Le Pythium schmitthenneri, un oomycète responsable de pourritures racinaires, est une menace croissante pour les oliviers. L’équipe a évalué l’efficacité de bactéries antagonistes pour limiter cette maladie. Les essais ont montré que des souches spécifiques de Bacillus subtilis et de Pseudomonas fluorescens réduisent significativement les symptômes en inhibant la croissance du pathogène.
Les chercheurs ont souligné que l’intégration de ces solutions biologiques dans un programme de gestion intégrée pourrait remplacer progressivement les fongicides, tout en maintenant des rendements élevés.
11. Première démonstration d’utilisation de drones pour le traitement phytosanitaire contre Lymantria dispar
Intervenants : HAMDAOUI M., HARRACHI K. & MESSAOUDI J.
Cette démonstration novatrice a illustré l’utilisation des drones pour la pulvérisation aérienne contre Lymantria dispar, un ravageur défoliateur majeur. Les avantages présentés incluent :
Une réduction de 30 % de l’utilisation des produits phytosanitaires grâce à une application ciblée.
Une couverture uniforme des arbres, même dans des zones difficiles d’accès.
Une diminution des risques pour les applicateurs humains.
Les résultats initiaux sont prometteurs et ouvrent la voie à l’adoption de cette technologie à grande échelle.
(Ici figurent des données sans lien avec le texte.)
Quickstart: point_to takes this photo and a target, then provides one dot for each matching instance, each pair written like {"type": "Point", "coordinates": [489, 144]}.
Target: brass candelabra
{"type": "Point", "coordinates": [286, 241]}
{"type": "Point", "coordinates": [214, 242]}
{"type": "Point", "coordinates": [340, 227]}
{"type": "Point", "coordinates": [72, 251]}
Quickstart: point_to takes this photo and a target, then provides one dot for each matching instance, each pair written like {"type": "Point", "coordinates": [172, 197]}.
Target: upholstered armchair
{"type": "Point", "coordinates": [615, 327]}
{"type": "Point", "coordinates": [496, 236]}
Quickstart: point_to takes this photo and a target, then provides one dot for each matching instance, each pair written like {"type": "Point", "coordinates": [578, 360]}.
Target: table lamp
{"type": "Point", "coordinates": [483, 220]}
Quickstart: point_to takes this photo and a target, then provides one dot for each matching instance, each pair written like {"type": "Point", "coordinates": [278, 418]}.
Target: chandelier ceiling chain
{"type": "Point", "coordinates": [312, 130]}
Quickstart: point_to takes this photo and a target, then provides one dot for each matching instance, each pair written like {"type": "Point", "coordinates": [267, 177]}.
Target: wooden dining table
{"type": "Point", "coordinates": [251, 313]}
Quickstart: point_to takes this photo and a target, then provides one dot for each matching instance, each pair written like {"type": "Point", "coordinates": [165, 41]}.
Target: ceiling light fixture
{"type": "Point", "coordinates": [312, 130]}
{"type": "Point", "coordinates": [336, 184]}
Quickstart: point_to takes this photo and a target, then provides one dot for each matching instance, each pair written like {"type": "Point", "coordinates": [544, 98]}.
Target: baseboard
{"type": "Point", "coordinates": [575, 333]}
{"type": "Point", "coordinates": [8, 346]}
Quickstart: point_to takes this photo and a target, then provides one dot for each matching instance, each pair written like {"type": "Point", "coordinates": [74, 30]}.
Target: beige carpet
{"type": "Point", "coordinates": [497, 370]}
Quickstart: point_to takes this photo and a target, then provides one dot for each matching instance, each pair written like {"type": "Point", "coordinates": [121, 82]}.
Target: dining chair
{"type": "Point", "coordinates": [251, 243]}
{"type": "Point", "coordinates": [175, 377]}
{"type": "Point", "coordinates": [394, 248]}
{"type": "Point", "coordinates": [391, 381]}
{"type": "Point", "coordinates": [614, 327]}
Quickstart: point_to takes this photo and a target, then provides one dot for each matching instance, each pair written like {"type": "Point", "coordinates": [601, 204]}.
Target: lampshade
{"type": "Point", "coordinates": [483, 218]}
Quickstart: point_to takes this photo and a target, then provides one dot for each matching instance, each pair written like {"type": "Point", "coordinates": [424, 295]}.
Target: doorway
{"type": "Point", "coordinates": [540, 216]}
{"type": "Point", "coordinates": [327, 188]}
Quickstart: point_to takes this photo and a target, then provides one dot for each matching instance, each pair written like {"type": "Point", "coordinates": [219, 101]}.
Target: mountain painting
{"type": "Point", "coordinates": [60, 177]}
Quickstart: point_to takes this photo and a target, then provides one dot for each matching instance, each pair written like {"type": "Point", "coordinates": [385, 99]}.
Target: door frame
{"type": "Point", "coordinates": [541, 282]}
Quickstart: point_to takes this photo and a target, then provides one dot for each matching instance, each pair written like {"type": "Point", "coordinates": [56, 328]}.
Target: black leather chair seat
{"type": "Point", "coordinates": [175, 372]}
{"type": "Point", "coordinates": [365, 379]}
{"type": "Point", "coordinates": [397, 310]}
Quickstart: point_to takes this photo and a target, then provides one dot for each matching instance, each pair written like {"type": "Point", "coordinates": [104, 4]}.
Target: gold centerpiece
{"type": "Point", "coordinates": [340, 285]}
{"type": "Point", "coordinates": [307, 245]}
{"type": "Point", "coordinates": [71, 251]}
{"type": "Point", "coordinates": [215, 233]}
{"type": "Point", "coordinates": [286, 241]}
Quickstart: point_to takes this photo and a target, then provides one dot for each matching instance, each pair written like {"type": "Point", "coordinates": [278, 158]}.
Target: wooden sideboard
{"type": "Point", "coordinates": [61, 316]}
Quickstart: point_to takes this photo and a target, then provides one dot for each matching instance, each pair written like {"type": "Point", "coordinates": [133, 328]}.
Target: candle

12. Méconnaissance des agriculteurs sur l’origine du Bayoud : Impact sur la propagation dans la palmeraie de Tafilalet
Intervenants : ABDELLAOUI S., EL AISSAMI A., OUAZZANI TOUHAMI A. & DOUIRA A.
L’étude a révélé que la méconnaissance de l’origine et des modes de propagation du Bayoud parmi les agriculteurs constitue un facteur majeur dans la dissémination de cette maladie dévastatrice. Le manque de sensibilisation conduit à des pratiques inappropriées, comme le déplacement non contrôlé des rejets contaminés.
Les chercheurs ont recommandé :
Des campagnes de sensibilisation ciblées pour informer les agriculteurs sur les bonnes pratiques.
La mise en place de pépinières certifiées pour limiter la propagation des plants infectés.
Collaboration entre acteurs
Pour relever les différents défis, des programmes de recherche et d’innovation doivent être mis en œuvre, tels que la création de variétés résistantes aux maladies et l’adoption de techniques agroécologiques et de pratiques durables. Aussi, des efforts de sensibilisation et de formation sont également essentiels pour encourager les agriculteurs à adopter des méthodes de culture plus durables.
Le symposium a également insisté sur l’importance de la collaboration entre chercheurs, agriculteurs et décideurs politiques pour relever les défis climatiques et phytosanitaires. La mise en réseau des compétences et le partage des meilleures pratiques internationales sont essentiels pour renforcer la résilience de la filière oléicole face aux défis actuels et futurs.